Remasan kuat tangan Valeria di lengan pria itu seolah membuktikan jika Valeria benar-benar tersiksa.

Sang ajudan yang berada di belakang tubuh pria tersebut mulai khawatir. Bukan mengkhawatirkan Valeria, melainkan khawatir jika sang majikannya akan marah dengan kejadian ini.

Kepala Valeria berdenging membuatnya tuli. Pandangan matanya semakin buram.

Hanya rasa hangat dari genggaman tangan seseorang yang bisa Valeria rasakan. Tepukan pelan di punggung Valeria juga terasa sangat nyaman.

"Tenangkan dirimu, lalu tarik napas pelan."

Suara berat sekaligus menyejukkan di telinga Valeria itu mulai berbisik lirih di sampingnya.

Valeria seolah terhipnotis dan menjadi sedikit tenang meskipun kini dia terlihat berantakan.

"Bagus, tarik napas pelan-pelan. Semuanya akan baik-baik saja"

Perlahan oksigen mulai memenuhi paru-paru Valeria. Namun, justru kepalanya terasa amat berat.

Valeria mendongak, ingin menatap siapa sebenarnya pria yang berlutut di hadapannya.

Pandangan Valeria sangat kabur solah ada kabut asap yang menyelimutinya. Hanya ada bayangan pria dengan rahang tegas, bibir tipis, sedang menatapnya.

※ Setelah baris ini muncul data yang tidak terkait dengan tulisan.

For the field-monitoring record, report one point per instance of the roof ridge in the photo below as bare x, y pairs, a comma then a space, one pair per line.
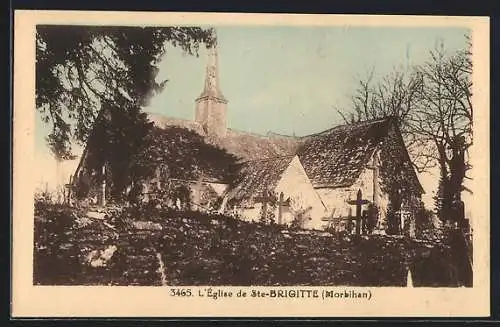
355, 124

Sampai kegelapan menelan Valeria. Dia benar-benar tak bisa melihat dengan jelas wajah pria itu.

Valeria jatuh pingsan, tapi pria tersebut dengan segera memegangi kepala Valeria agar tidak terjatuh ke atas rumput.

"Criss!"

Sang ajudan segera datang di sampingnya.

"Ya, Tuan?"

"Panggil perawat," perintahnya.

"Baik."

Langkah kakinya segera pergi, tak mau menunggu lebih lama lagi.

Pria itu memandangi wajah Valeria yang terlihat tembam di matanya.

"Aku seperti pernah melihatmu, tapi ..., dimana?"